Pedri si abbassa a ricevere da Laporte, Jordi Alba prende l’ampiezza, Dani Olmo occupa l’half-space, Asensio si muove verso sinistra.
Per il resto Luis Enrique non si è mosso dal suo 4-3-3. Ad esempio, Busquets non si è mai abbassato tra i centrali per testare la risposta difensiva di En-Nesyri a un movimento anomalo dello schieramento offensivo avversario. Nessun giocatore è andato mai ad occupare la zona di Amrabat, al fine di renderlo, di fatto, meno disponibile a cucire ogni strappo della struttura difensiva della sua squadra. O, ancora, la Spagna non ha aumentato il numero di giocatori sopra la linea del pallone, rendendo meno densa la zona della costruzione dal basso e provando così ad aumentare gli spazi utili a una risalita più comoda del pallone.
Lungi dal volere trovare al posto di Luis Enrique soluzioni ai problemi complessi posti dall’ottima prova difensiva del Marocco, non si può non notare come la Spagna, proprio in una partita che avrebbe richiesto maggiore brillantezza tecnica e maggiore capacità di lettura delle situazioni di gioco per smuovere l'avversario da meccanismi difensivi perfetti e consolidati dalla ripetitività del movimenti avversari, abbia giocato una partita piuttosto grigia tecnicamente e abbia fornito un’interpretazione eccessivamente meccanica e scolastica delle idee del suo allenatore. Pur all’interno dei propri principi di gioco, i giocatori spagnoli e Luis Enrique avrebbero dovuto e potuto giocare una partita più ricca e meno rigida per confondere e disordinare l’eccezionale fase difensiva di Regragui.
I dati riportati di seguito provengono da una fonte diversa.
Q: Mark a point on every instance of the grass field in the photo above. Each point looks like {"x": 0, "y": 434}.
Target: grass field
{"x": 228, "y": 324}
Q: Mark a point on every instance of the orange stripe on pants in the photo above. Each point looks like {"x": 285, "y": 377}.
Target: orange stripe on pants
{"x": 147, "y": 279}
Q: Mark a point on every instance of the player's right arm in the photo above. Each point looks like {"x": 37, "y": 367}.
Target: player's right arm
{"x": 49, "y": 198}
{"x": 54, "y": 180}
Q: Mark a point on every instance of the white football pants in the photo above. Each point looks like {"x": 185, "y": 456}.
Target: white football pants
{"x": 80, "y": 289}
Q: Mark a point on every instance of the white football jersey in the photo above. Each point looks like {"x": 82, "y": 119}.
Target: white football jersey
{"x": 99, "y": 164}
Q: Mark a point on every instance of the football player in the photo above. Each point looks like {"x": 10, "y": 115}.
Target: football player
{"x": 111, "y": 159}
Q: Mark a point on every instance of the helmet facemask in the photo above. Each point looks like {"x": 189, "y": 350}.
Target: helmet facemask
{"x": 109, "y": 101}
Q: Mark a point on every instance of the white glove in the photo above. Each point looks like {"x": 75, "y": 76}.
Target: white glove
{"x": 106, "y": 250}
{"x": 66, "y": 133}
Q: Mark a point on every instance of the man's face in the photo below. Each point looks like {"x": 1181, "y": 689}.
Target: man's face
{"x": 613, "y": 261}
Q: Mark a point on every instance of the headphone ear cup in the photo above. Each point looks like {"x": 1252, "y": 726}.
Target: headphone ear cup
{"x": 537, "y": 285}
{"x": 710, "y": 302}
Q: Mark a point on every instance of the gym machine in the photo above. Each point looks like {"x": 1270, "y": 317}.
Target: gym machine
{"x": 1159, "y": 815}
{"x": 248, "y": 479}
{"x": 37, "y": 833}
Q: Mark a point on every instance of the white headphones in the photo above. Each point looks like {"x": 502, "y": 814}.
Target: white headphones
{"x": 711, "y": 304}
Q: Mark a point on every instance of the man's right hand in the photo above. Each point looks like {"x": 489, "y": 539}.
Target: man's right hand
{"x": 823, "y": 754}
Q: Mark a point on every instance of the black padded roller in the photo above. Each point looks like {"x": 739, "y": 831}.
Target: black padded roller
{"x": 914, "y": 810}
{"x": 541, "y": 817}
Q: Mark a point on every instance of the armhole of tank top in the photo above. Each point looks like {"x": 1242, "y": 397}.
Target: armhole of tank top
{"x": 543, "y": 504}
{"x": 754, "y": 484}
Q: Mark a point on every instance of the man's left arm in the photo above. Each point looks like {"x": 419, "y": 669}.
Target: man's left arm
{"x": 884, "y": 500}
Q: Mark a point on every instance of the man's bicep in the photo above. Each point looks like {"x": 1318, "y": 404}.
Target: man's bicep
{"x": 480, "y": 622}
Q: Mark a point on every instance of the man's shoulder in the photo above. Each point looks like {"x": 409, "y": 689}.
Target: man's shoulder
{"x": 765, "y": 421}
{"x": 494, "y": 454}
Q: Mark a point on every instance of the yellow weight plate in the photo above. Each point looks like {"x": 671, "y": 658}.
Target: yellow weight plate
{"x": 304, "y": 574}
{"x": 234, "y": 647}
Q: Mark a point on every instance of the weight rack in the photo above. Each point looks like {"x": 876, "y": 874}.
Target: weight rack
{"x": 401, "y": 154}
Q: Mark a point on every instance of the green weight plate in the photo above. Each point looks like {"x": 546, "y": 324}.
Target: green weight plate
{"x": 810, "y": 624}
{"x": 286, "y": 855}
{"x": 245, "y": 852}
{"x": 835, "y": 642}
Il dominio quasi soprannaturale di Bounou sui calci di rigore, la sensazione di sconfitta già maturata dagli uomini di Luis Enrique prima di calciare dagli undici metri, l’ennesima disfatta ai rigori ai Mondiali della Spagna dopo quella contro l’Italia nella semifinale degli Europei, sono giunti dopo una partita che il Marocco ha giocato come voleva e che la Spagna ha fondamentalmente subito senza trovare la chiave per portarla su un terreno a lei favorevole. Il Marocco, come il Camerun di Italia ’90, il Senegal di Corea e Giappone del 2002 e il Ghana di Sudafrica 2010, porta il calcio africano ai quarti di finale dove proverà a fermare, probabilmente con una strategia simile, lo splendido Portogallo visto contro la Svizzera. Luis Enrique forse terminerà in Qatar la propria esperienza sulla panchina spagnola, ma la generazione di Gavi e Pedri è solo all’inizio e di certo non si fermerà qui. Per questa volta, la battaglia, su un campo di calcio, l’ha vinta il Marocco.